Liebana Samuel, Laffere Aeron, Toschi Chiara, Schilling Louisa, Moretti Jessica, Podlaski Jacek, Fritsche Matthias, Zatka-Haas Peter, Li Yulong, Bogacz Rafal, Saxe Andrew, Lak Armin
Department of Physiology, Anatomy & Genetics, University of Oxford, Oxford OX1 3PT, UK.
Department of Physiology, Anatomy & Genetics, University of Oxford, Oxford OX1 3PT, UK.
Cell. 2025 Jul 10;188(14):3789-3805.e33. doi: 10.1016/j.cell.2025.05.025. Epub 2025 Jun 11.
Striatal dopamine plays fundamental roles in fine-tuning learned decisions. However, when learning from naive to expert, individuals often exhibit diverse learning trajectories, defying understanding of its underlying dopaminergic mechanisms. Here, we longitudinally measure and manipulate dorsal striatal dopamine signals in mice learning a decision task from naive to expert. Mice learning trajectories transitioned through sequences of strategies, showing substantial individual diversity. Remarkably, the transitions were systematic; each mouse's early strategy determined its strategy weeks later. Dopamine signals reflected strategies each animal transitioned through, encoding a subset of stimulus-choice associations. Optogenetic manipulations selectively updated these associations, leading to learning effects distinct from that of reward. A deep neural network using heterogeneous teaching signals, each updating a subset of network association weights, captured our results. Analyzing the model's fixed points explained learning diversity and systematicity. Altogether, this work provides insights into the biological and mathematical principles underlying individual long-term learning trajectories.
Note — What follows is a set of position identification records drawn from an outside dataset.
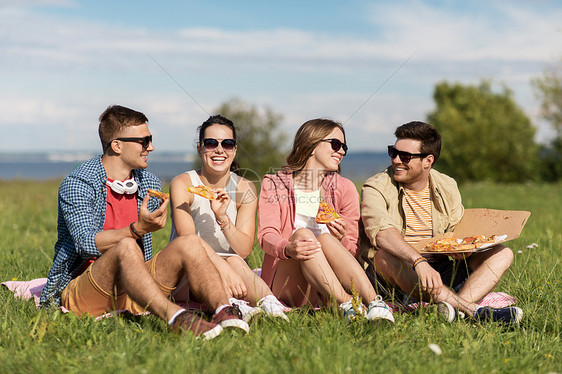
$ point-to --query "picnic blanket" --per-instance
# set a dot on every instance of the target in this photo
(32, 290)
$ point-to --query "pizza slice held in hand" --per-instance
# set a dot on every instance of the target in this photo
(325, 213)
(158, 194)
(202, 191)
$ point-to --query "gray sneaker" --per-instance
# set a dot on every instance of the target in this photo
(508, 315)
(378, 310)
(273, 307)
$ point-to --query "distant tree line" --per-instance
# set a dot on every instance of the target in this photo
(486, 135)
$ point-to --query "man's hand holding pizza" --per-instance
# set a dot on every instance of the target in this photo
(338, 228)
(151, 221)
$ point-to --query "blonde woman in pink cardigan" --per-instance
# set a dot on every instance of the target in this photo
(307, 263)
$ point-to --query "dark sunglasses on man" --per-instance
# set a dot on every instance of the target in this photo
(405, 157)
(144, 141)
(226, 144)
(337, 145)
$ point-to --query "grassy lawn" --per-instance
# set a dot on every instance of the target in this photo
(319, 342)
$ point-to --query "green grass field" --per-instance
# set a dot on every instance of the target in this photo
(317, 342)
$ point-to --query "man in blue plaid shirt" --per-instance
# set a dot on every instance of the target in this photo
(103, 256)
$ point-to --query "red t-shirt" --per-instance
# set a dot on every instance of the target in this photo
(120, 211)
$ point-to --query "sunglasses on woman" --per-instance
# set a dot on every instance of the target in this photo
(144, 141)
(405, 157)
(226, 144)
(337, 145)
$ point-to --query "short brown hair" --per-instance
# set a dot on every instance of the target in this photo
(425, 133)
(114, 119)
(307, 138)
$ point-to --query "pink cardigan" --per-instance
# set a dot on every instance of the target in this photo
(276, 215)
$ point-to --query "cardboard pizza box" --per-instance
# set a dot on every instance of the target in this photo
(486, 222)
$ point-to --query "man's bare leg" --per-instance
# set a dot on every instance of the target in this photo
(403, 276)
(122, 269)
(488, 268)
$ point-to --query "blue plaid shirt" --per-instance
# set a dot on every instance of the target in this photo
(81, 215)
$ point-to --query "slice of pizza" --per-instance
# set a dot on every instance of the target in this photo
(442, 245)
(325, 213)
(479, 240)
(158, 194)
(202, 191)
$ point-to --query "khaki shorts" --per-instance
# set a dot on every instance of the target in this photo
(84, 295)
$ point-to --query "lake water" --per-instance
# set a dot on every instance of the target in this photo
(355, 166)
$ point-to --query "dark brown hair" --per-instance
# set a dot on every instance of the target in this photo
(114, 119)
(217, 119)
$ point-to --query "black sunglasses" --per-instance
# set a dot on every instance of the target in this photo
(405, 157)
(337, 145)
(144, 141)
(211, 143)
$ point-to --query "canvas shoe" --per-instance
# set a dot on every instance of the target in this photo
(378, 309)
(446, 311)
(230, 316)
(348, 311)
(508, 315)
(273, 307)
(248, 312)
(188, 321)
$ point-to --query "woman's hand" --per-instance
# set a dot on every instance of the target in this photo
(234, 285)
(337, 228)
(220, 204)
(302, 249)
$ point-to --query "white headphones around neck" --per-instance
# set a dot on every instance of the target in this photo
(128, 186)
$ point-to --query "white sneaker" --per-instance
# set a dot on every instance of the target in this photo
(379, 310)
(273, 307)
(248, 312)
(446, 311)
(349, 312)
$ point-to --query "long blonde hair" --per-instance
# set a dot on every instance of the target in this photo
(306, 139)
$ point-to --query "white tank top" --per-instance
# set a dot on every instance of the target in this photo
(206, 226)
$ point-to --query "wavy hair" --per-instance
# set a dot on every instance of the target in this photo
(217, 119)
(306, 139)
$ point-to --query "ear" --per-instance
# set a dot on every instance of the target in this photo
(428, 161)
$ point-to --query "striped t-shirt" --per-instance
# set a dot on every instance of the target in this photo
(419, 224)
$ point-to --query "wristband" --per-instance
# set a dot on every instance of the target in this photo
(418, 261)
(224, 225)
(134, 232)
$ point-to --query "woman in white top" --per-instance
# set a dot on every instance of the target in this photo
(226, 224)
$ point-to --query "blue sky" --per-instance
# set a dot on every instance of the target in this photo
(62, 62)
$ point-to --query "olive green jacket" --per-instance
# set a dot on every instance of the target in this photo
(382, 207)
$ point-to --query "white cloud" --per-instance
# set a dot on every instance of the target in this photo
(60, 73)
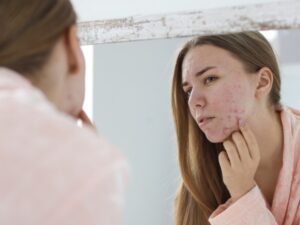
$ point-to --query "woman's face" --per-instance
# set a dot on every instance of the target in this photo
(221, 94)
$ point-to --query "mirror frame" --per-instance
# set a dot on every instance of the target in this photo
(266, 16)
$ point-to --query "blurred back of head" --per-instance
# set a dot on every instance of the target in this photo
(29, 31)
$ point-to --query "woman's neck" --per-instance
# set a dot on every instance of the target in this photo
(269, 133)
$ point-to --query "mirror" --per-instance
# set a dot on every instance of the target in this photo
(132, 91)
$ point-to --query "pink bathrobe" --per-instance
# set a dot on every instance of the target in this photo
(252, 209)
(53, 172)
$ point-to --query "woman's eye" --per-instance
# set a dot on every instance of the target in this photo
(188, 93)
(210, 79)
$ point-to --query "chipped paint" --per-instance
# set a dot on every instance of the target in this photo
(274, 15)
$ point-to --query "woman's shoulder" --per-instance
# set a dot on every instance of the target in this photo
(29, 120)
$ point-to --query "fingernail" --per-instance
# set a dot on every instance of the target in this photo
(242, 124)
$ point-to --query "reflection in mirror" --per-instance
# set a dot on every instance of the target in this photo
(132, 109)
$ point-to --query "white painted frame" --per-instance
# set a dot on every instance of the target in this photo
(275, 15)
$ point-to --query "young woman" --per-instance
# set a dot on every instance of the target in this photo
(51, 170)
(238, 147)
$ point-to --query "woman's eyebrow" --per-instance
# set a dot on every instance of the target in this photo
(199, 74)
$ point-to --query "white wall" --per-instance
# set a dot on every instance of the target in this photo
(101, 9)
(132, 109)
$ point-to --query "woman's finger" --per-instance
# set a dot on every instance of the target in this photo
(251, 142)
(232, 153)
(242, 146)
(224, 162)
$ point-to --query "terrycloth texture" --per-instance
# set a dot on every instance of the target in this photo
(53, 172)
(252, 209)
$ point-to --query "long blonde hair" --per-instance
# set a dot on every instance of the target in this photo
(202, 189)
(29, 31)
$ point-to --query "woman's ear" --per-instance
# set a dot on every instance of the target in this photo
(74, 54)
(264, 82)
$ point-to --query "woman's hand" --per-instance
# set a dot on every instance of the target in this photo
(239, 162)
(83, 117)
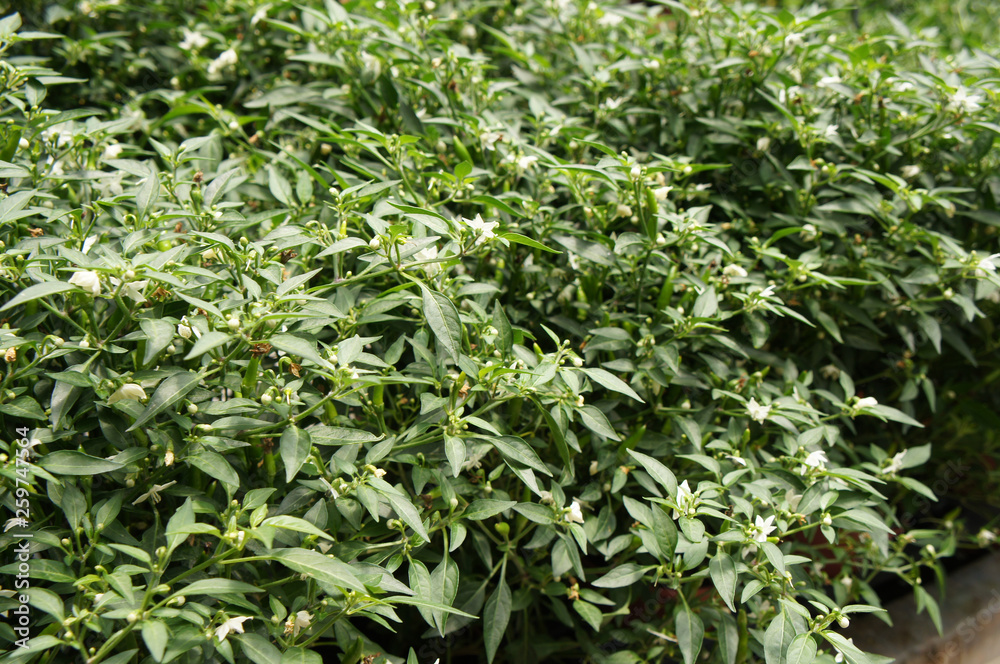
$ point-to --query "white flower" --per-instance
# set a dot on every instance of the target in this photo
(428, 253)
(132, 289)
(192, 41)
(757, 412)
(784, 96)
(484, 229)
(984, 267)
(111, 185)
(660, 193)
(612, 103)
(766, 292)
(490, 138)
(127, 392)
(112, 151)
(231, 625)
(372, 65)
(298, 622)
(963, 102)
(15, 522)
(153, 495)
(794, 40)
(88, 281)
(866, 402)
(895, 464)
(815, 459)
(575, 513)
(526, 162)
(685, 500)
(762, 528)
(610, 20)
(60, 134)
(226, 59)
(840, 656)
纹状体多巴胺在微调习得决策中起着基础性作用。然而,当从新手学习到专家水平时,个体往往表现出多样的学习轨迹,这使得对其潜在多巴胺能机制的理解变得困难。在这里,我们纵向测量并操纵了小鼠在从新手到专家水平学习决策任务过程中的背侧纹状体多巴胺信号。小鼠的学习轨迹通过一系列策略进行转变,表现出显著的个体差异。值得注意的是,这些转变是系统的;每只小鼠早期的策略决定了其数周后的策略。多巴胺信号反映了每只动物所经历的策略转变,编码了刺激 - 选择关联的一个子集。光遗传学操纵选择性地更新了这些关联,导致了与奖励不同的学习效果。一个使用异质教学信号的深度神经网络,每个信号更新网络关联权重的一个子集,捕捉到了我们的结果。分析模型的不动点解释了学习的多样性和系统性。总之,这项工作为个体长期学习轨迹背后的生物学和数学原理提供了见解。